I agree with this assessment. I only once worked in a professional kitchen (as a kitchen porter), and I don’t think I’ve ever worked harder in my life. It’s a tight ship, and if you think Chef Ramsey is abrasive…he’s positively a softie compared with the guys I worked around.

I’m a gen-ed teacher at a culinary school, and after observing and interacting with the ethos of chefdom, I can fully agree with the general macho tenor described by Bourdain and the others above. I never knew there were so many creative ways to deprecate another person’s alleged sexual proclivities until I started listening to the banter in the faculty offices here.

It also comes up as an issue in the course I teach. The general consensus is that a woman can certainly succeed in the business … so long as she doesn’t act feminine. Or as one chef said about a student that was a bit thin-skinned: “anyone that thinks the words ‘sexual harrassment’ apply in a kitchen has no future in [the restaurant industry].”

This would pretty much be a description of a hospital pathology lab as well. Although lab work has a much higher ick factor I’d be willing to bet. The lab I’m in now is predominantly staffed by female medical technologists. My class in college was at least two-thirds female. Hmmm.

Looks like we’re up against a formidable status quo here…one that quite a few females as well as all the males are comfortable with. No one has to cook for a living, and the work ethic might somehow be affected in a different kitchen environment, so status quo it is.
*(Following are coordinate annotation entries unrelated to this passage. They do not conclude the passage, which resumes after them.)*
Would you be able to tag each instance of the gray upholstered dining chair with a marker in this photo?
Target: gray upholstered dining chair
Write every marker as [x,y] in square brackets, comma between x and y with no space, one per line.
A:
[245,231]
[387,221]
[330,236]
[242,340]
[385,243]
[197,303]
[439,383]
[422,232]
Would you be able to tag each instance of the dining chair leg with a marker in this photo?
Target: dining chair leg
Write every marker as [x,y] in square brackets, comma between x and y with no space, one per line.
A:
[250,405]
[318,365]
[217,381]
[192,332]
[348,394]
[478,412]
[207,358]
BTW, I’ve eaten at Nora in DC, and if the above applies, I wouldn’t want to work there, either. Because it’s beyond excellent.
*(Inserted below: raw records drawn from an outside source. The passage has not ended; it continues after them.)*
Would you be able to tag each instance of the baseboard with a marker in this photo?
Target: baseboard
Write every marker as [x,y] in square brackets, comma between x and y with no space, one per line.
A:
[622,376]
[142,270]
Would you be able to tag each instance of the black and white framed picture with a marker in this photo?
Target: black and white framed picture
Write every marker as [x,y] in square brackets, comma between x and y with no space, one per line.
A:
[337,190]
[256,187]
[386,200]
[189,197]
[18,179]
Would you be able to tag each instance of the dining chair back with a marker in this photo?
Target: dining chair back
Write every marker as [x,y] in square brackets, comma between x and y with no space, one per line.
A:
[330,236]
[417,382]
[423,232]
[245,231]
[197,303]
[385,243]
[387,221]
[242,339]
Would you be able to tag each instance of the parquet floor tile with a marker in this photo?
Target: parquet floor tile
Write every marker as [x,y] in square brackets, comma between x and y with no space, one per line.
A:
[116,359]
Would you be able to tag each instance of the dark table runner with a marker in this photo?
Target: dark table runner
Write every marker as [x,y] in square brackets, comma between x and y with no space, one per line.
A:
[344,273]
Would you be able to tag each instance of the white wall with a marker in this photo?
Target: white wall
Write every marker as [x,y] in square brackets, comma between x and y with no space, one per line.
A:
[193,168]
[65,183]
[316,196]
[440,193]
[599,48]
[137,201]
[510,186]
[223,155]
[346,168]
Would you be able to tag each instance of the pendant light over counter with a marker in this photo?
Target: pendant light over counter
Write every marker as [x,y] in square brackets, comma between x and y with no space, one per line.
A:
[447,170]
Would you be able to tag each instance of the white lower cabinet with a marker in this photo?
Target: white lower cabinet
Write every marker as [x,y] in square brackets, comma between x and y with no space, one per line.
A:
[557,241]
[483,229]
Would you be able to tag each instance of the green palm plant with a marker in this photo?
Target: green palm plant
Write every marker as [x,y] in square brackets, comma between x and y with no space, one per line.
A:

There is no way a pathology lab is as hot, anyway, as a restaurant kitchen. That’s one reason why it’s so difficult to work in them (for men or women). It’s about 90-100 degrees, or more, 12 hours a day behind a line. (A line is what the area in front of the stove and broilers is - that place where the chefs stand as they cook).

I’ll grant that pathology requires precision work. But there’s no comparison as to the physical working conditions.
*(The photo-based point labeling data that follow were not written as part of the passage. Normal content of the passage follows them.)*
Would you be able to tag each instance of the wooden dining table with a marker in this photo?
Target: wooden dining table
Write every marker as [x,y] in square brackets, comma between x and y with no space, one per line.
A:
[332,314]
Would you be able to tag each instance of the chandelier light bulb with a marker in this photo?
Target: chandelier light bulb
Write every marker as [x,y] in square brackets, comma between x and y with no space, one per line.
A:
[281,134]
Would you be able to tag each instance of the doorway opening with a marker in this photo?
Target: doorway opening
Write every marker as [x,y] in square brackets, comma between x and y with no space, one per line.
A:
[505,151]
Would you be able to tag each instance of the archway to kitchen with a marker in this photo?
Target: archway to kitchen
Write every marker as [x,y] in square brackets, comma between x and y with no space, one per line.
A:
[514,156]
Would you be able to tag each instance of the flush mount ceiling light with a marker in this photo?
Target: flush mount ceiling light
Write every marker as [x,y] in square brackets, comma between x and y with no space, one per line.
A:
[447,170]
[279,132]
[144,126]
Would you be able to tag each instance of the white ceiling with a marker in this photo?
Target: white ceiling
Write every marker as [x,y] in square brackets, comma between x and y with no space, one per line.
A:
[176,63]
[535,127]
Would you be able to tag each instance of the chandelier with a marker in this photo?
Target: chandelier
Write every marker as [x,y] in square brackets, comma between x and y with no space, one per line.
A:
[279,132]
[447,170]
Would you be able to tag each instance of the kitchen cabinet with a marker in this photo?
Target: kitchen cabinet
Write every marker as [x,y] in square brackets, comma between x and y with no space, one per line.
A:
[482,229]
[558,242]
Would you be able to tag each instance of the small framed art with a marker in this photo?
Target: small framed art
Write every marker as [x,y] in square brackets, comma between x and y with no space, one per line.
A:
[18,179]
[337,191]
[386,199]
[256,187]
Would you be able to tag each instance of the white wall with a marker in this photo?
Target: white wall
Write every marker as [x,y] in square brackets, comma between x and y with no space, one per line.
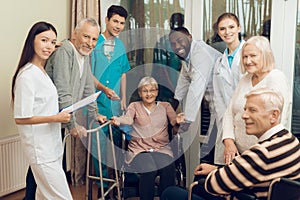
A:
[17,16]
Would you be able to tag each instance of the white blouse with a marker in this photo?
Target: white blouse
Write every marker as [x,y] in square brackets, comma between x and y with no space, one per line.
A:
[36,95]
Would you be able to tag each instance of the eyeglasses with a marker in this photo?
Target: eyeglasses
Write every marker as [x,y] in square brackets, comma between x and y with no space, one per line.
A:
[149,91]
Also, pathology labs are not places in which you are placed in a high pressure situation in which literally seconds count every single day. I’m sure there might be emergencies that crop up that require people to pull an all-nighter but trying to do the same thing on a daily basis extracts far more of a toll physically and psychologically.

Also, despite the recent glamourisation of chefs on TV, line cooking is an abysmally paid, abusive, demanding and unrewarding job. By far the majority of people who do it do it not because they love food, but because it’s the only job they can get. Immigrants, ex-cons, people living outside the law etc.

I know how hot kitchens are, my brother is a sous chef. He loses buckets of sweat each shift. I was primarily addressing the high-pressure portion of the comment. Sorry that wasn’t clear.

I’m not quite sure where to start with this though…

My lab provides services for the entire hospital as well as the emergency room, which is packed every single night. You never know what will roll in at any given time. I invite anyone who thinks seconds don’t count in the lab to spend a night in the blood bank trying to provide components for a g.i. bleeder vomiting buckets of blood in the ER while an emergency aortic aneurysm surgery is going sour in the OR and the surgeons are screaming for packed cells. This is a VA hospital and we’ve got a high proportion of alcoholics therefore a lot of g.i. bleeders. Many are repeat customers that I’ve worked on for years. And the extra joy that is knowing you are totally on your own working weekends covering the entire lab for the whole shift (cost-cutting measure don’t you know). Whatever train-wreck the ambulances bring in, whoever goes bad on the floor or in the i.c.u., it’s all up to me, no back-up baby. It’s not just some restaurant customer who doesn’t come back or gets a free meal. It’s someone who might die because I’m not good enough. Every single day.

Don’t tell me about stress.

Sorry, my mistake. My vision of a pathology lab was some place that the CDC runs which is meant to keep tabs on new outbreaks and such. Evidently, that’s not very close to reality.